Bevor die Technischen Staatslehranstalten ihr jetziges Heim erhielten, haben sie ihren Sitz wiederholt gewechselt. Bei ihrer Gründung im Jahre 1836 wurde die Gewerbschule in 3 Zimmern des damals gerade eingegangenen Lyceums untergebracht; 1840 nahm sie aber bereits das ganze Lycealgebäude ein, und schon zwei Jahre nachher musste man sich nach Mietlokalitäten für die Schule umsehen. Am 1. September 1848 siedelte dann die Gewerbschule nach ihrem inzwischen nach den Plänen des Professor Heuchler erbauten eigenen Heim, der jetzigen Höheren Knabenschule an der Neuen Dresdenerstrasse, über. Aber bereits 1856 musste man sich auch hier zu einem Erweiterungsbau entschliessen, der darin 1859 vom Stadtbaudirektor Friedrich ausgeführt, am 12. August 1860 eröffnet wurde und die Räumlichkeiten der Anstalt ganz ausserordentlich vergrösserte. Trotzdem machte sich dann schon nach 15 Jahren wieder ein Neubau der Technischen Staatslehranstalten, der jetzige, nötig.


Das Königliche Gymnasium.

Enger noch als die Technischen Staatslehranstalten hängt das Königliche Gymnasium mit der alten Lateinschule der Stadt, dem Lyceum, zusammen.

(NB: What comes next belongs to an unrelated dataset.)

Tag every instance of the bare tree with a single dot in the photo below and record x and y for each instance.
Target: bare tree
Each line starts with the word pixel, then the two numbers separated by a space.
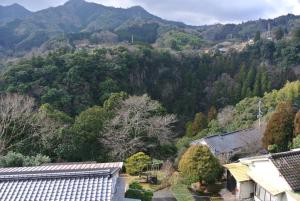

Nachdem letzteres am 15. April 1835 geschlossen worden war, vereinigte man die letzte Lycealklasse, die inzwischen privatim weitergeführt worden war, mit den Lateinklassen der damals errichteten Bürgerschule zu einem Progymnasium. [98] Im Jahre 1857 wurde dieses mit der neubegründeten Realschule vereinigt und bezog mit ihr das neuerbaute höhere Bürgerschulgebäude an der Poststrasse, das jetzige neue Rathaus. Seit 1866 bemühten sich dann der Rat und ein Teil der Bürgerschaft mit Erfolg um Wiedererrichtung einer vom Staate zu begründenden Gelehrtenschule, und so wurde, nachdem der darauf bezügliche Vertrag zwischen Staatsregierung und Stadtgemeinde vollzogen war, das neue Gymnasium am 13. Oktober 1868 mit 31 Schülern und 3 Lehrern eröffnet. Als Unterrichtslokal hatte der Rat bis zur Erbauung eines Gymnasialgebäudes der neuen Schule das Erdgeschoss der jetzigen Kunsthütte an der Annabergerstrasse zugewiesen. Hierzu mussten Ostern 1871 nach Errichtung einer Untersekunda noch weitere Räumlichkeiten im Uhlich’schen Hause an der Annenstrasse ermietet werden.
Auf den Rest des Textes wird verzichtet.